Rusman tersenyum seraya menggelengkan kepala. "Aku hanya ingin melihatmu saja. Senang rasanya melihatmu sehat kembali," kata Rusman. "Nanti sore kau ada jadwal belajar nyetir," kata Rusman. "Mubazir rasanya kalau mobil seharga dua setengah milyar tak pernah digunakan."

"Kok ngomongnya masalah mobil. Kapan aku siap bertugas Om?" Helena mengerutkan alis.

"Tugas apa?" Rusman bengong.

"Kan aku pembantu!"

Rusman nyengir sendiri. Ia sendiri kadang-kadang lupa kalau ia mendaulat perempuan itu sebagai pembantu.

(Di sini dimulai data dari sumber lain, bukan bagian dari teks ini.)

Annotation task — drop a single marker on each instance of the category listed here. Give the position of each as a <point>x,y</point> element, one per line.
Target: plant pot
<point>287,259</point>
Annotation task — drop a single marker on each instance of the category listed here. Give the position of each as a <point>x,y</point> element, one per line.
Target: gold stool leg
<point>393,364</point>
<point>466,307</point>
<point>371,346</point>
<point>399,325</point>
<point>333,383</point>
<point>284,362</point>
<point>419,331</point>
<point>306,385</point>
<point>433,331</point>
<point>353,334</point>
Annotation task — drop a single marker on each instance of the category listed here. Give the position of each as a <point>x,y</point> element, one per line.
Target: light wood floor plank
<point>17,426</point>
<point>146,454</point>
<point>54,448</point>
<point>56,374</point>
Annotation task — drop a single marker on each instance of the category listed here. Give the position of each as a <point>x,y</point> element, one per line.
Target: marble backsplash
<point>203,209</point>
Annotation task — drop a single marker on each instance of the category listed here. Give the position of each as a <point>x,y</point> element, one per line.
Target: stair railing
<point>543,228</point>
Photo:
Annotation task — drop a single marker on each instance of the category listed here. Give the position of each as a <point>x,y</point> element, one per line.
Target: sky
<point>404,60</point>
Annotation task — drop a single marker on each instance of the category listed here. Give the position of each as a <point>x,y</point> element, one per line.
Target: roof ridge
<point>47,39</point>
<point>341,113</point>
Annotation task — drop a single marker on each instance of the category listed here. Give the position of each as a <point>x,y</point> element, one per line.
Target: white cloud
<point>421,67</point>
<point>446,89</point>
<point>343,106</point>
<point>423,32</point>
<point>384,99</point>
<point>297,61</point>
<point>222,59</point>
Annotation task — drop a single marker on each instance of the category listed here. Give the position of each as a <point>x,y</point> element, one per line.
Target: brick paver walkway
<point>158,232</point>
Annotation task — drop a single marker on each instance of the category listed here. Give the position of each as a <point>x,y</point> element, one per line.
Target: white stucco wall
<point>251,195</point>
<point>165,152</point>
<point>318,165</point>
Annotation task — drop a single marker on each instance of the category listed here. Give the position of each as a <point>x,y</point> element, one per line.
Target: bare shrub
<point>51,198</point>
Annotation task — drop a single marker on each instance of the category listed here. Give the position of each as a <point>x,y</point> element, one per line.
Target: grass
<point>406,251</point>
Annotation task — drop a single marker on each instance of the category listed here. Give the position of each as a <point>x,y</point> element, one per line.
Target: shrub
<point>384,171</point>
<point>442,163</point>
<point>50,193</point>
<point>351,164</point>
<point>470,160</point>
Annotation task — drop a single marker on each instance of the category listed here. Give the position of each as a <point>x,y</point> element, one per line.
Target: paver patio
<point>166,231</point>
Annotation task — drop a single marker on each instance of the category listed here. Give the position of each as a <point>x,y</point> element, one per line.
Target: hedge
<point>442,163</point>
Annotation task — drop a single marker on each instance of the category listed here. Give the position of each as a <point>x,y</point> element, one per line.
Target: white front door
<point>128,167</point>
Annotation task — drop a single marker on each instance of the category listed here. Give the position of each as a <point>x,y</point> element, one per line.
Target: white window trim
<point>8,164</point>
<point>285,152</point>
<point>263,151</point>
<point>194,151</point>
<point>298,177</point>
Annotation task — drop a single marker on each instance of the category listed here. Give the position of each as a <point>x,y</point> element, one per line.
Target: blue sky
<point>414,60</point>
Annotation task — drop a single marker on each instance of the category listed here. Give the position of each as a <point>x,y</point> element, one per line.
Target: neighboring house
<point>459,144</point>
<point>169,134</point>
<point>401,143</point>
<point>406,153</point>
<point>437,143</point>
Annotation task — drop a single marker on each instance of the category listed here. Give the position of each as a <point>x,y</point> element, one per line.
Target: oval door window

"Oh, itu nanti saja. Kalau kamu benat-benar sehat. Tapi sebagai permulaan, bolehlah kau memasak dulu untukku," kata Rusman sambil tertawa.

Gadis itu keluar dari kolam. Seluruh tubuhnya basah ditambah lagi pakaian minim yang ketat membuat Rusman langsung kecegukan.

"Aku mesti memasak apa nih? Gak pergi ke pasar dulu?"

"Eeee, gak usah! Bahan-bahaannya ada di kulkas," kata Rusman. Dan gadis itu langsung saja ngeloyor ke dapur tanpa mengganti pakaiannya dahulu. Tapi sebentar saja di dapur ia berbalik lagi.

"Aku lupa caranya memasak. Ajarin aku dong Om!" gadis itu nyengir.

Rusman terperangah sesaat. Dia ini lupa cara memasak karena amnesia atau memang benar-benar gak pernah masak? Pikirnya bingung.

Gadis itu tiba-tiba menyeret lengannya ke dapur. Rusman tergopoh-gopoh mengikutinya. "Ajarin aku dong ah! Masak pembantu gak bisa memasak?" Ia merenggut manja sambil terus menyeret pengusaha itu ke arah dapur. Rusman tertawa dalam hati. Dia benar-benar percaya kalau dia seorang pembantu! Pikir Rusman geli.

"Yang pertama pelajaran yang ringan-ringan dulu ya, biar bertahap gitu. Nah pelajaran pertama adalah cara memasak telur rebus!" Rusman lalu mengambil beberapa butir telur dari dalam kulkas. Lalu mengambil panci kecil dari rak piring sekaligus mengisinya dengan air. Suatu hal yang sama sekali tak pernah ia lakukan. Tapi karena pandangannya tak lepas dari pakaian ketat dan basah milik Helena, panci itu langsung terjatuh dan air serta telornya berhamburan di lantai.

"Walah!" Rusman berseru kaget.

Tiba-tiba terdengar bel pintu berbunyi. Rusman mendongak.

"Ada tamu...!" Ia berbisik. "Aku keluar sebentar..."

Rusman tergesa-gesa ke ruang depan. Membuka pintu, dan ternyata...

"Lenny...?" Ia mengerutkan alis. Gadis sekretaris perusahaannya itu berdiri di balik pintu sambil tersenyum manis. "Masuk! Masuklah!" Ia mempersilakan karyawan seksi nya itu masuk.